16/02/2026 (modifier)
Par Gaby
Note: 5/5 Coups de coeur du moment
Couverture de la série Verts
Verts

J'ai énormément aimé cette BD, les dessins sont magnifiques et l’histoire est agréable, j'aime beaucoup la relire de temps en temps, j'aime énormément que ça parle de nature et que pourtant ce soit en noir et blanc jusqu'à là presque fin de l’œuvre.

16/02/2026 (modifier)
Par Spooky
Note: 3/5 Coups de coeur du moment
Couverture de la série L'Escadron de la Reine
L'Escadron de la Reine

Pendant le (court) règne d'Henri II et celui de ses fils, son épouse Catherine de Médicis a joué un rôle politique très important. On lui prête ainsi la création d'une brigade informelle, surnommée l'Escadron volant, au sin duquel un certain nombre de ses dames de compagnie ont joué le rôle d'espionnes, jouant les bretteuses et obtenant des secrets stratégiques sur l'oreiller. Techniquement, cela faisait de la Médicis une mère maquerelle, utilisant les charmes de ses courtisanes pour obtenir plus de pouvoir. Si cet escadron a réellement existé, il fut l'objet de nombreuses fables, certaines allant parfois très loin. Raule, scénariste espagnol connu notamment pour Jazz Maynard, s'en est emparé pour tourner l'idée à sa sauce, et nous livrer un récit d'aventure historique ma foi pas mal troussé, mêlant intrigues de la Cour et combats d'épées dans les rues de Paris. Avec en prime la présence d'une tueuse venue visiblement d'Orient. Le récit est mis en images par José Muñoz, vétéran de la BD argentine, qui a notamment travaillé avec Breccia et Pratt. Son style s'est affiné dans cette série, pour ressembler à ce que l'on faisait il y a une vingtaine d'années dans la collection (A suivre). C'est très plaisant, et on voit que le dessinateur s'amuse beaucoup à varier sa mise en scène, pour nous offrir de belles planches assez classiques. Curieux de savoir ce qu'il va arriver à Victoria, l'audacieuse débutante, dans la suite d ela série.

16/02/2026 (modifier)
Par Vaudou
Note: 5/5 Coups de coeur du moment
Couverture de la série Les Phalanges de l'ordre noir
Les Phalanges de l'ordre noir

Le premier chef d'oeuvre du duo Christin-Bilal. Après la trilogie Légendes d'aujourd'hui, c'est l'épisode de la maturité.
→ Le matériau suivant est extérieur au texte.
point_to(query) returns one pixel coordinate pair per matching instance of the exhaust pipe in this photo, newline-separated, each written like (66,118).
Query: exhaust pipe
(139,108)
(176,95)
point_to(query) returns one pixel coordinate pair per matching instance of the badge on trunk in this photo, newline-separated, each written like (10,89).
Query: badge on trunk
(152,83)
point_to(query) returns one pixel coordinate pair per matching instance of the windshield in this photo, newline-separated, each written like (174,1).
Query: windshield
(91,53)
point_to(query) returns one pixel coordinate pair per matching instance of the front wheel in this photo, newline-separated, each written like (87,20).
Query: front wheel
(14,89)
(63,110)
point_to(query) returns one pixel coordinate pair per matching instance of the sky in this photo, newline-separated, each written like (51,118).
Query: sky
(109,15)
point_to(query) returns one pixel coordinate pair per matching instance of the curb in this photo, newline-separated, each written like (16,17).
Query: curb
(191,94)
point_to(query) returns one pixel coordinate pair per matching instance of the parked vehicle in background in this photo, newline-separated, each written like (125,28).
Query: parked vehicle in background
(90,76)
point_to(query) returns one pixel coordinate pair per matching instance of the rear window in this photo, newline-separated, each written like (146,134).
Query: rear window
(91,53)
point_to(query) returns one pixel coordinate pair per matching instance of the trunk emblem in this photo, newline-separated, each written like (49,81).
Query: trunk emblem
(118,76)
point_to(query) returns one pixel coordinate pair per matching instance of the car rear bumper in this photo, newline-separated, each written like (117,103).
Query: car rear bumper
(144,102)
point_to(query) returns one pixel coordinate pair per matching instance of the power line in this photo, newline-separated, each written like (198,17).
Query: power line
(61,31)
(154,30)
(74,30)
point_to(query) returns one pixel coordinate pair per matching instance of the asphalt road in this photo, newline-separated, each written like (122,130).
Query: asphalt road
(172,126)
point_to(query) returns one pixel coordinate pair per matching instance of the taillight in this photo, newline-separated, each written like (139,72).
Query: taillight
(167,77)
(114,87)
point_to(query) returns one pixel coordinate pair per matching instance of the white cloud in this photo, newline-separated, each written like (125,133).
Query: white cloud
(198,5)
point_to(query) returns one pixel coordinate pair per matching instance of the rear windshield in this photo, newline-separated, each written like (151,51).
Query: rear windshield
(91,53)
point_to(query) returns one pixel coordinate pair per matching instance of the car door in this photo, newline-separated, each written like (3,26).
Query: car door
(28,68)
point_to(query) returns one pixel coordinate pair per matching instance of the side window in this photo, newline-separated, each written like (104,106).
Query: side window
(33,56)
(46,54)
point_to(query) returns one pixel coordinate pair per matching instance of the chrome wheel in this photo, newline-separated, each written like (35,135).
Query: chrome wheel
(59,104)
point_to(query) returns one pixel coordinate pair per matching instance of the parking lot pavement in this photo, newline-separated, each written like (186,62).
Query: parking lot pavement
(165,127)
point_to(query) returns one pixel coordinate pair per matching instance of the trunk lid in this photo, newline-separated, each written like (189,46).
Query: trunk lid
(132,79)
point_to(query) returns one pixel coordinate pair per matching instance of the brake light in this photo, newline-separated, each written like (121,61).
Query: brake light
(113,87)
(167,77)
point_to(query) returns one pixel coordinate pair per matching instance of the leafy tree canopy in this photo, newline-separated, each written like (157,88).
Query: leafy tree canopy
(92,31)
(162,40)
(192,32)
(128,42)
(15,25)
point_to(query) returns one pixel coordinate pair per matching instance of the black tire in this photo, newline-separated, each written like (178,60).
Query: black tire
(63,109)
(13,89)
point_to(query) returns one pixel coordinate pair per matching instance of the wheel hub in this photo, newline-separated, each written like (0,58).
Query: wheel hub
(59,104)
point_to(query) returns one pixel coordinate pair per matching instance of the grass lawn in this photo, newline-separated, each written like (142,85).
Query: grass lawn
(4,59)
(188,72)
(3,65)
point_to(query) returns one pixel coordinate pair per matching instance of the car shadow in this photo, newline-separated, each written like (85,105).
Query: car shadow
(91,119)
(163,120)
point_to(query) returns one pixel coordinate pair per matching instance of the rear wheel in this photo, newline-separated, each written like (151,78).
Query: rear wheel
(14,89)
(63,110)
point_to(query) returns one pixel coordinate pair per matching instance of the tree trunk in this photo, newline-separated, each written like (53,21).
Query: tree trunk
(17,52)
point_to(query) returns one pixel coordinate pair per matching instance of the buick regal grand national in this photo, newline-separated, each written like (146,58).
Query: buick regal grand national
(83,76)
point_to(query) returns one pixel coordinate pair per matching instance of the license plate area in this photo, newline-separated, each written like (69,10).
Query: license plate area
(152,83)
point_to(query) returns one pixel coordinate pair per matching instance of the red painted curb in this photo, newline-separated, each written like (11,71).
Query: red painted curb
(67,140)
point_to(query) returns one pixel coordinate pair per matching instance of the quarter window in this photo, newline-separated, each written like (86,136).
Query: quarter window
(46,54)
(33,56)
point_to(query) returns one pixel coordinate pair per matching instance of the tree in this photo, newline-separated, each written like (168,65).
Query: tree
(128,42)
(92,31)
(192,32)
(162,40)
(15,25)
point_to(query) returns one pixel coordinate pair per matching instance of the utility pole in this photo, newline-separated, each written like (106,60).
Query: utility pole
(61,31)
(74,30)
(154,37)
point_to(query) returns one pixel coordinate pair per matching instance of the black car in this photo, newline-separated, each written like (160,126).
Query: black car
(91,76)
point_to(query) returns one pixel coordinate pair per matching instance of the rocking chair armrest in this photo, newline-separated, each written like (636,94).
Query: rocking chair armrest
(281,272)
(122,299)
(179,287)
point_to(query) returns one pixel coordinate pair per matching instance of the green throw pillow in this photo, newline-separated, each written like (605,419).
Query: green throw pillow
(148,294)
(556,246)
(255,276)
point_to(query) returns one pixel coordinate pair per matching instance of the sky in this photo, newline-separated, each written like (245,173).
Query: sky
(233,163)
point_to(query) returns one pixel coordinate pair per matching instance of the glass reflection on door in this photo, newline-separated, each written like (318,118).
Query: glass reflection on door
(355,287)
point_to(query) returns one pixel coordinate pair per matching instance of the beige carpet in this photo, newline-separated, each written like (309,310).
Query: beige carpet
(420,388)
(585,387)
Christin livre un scénario sans fantastique mais fait cohabiter l'Histoire avec les histoires grâce à l'utilisation d'une voix off qui fonctionne comme un monologue intérieur. C'est précurseur et en plus le procédé est parfaitement maîtrisé, jusqu'à la conclusion magistrale du récit. Guerre d'Espagne, brigades rouges... On est en 1979 et on se rend compte qu'on peut traiter de tous les sujets à travers la bd pour adultes. Bilal utilise pour la dernière fois les bleus de coloriage avant le passage en couleurs direct. Disons juste que le soin apporté aux détails est exceptionnel et que la comparaison avec ses dernières productions peut être assez choquante si on ne connait que sa dernière période artistique. Arrières plans, nuages, chemins de traverses, péniches, bâtisses isolées, toitures au coeur de la ville; tout est sujet à émerveillement. C'est la clôture parfaite d'un premier âge d'or démarré en 1975 avec la Croisière des Oubliés. Le duo Christin-Bilal fait maintenant partie des précurseurs et le montrera encore quelques années plus tard avec Partie de Chasse. NB : à noter que la dernière édition de 2002 nous gratifie d'une longue interview (9 pages !) de Christin et Bilal ensemble très intéressante.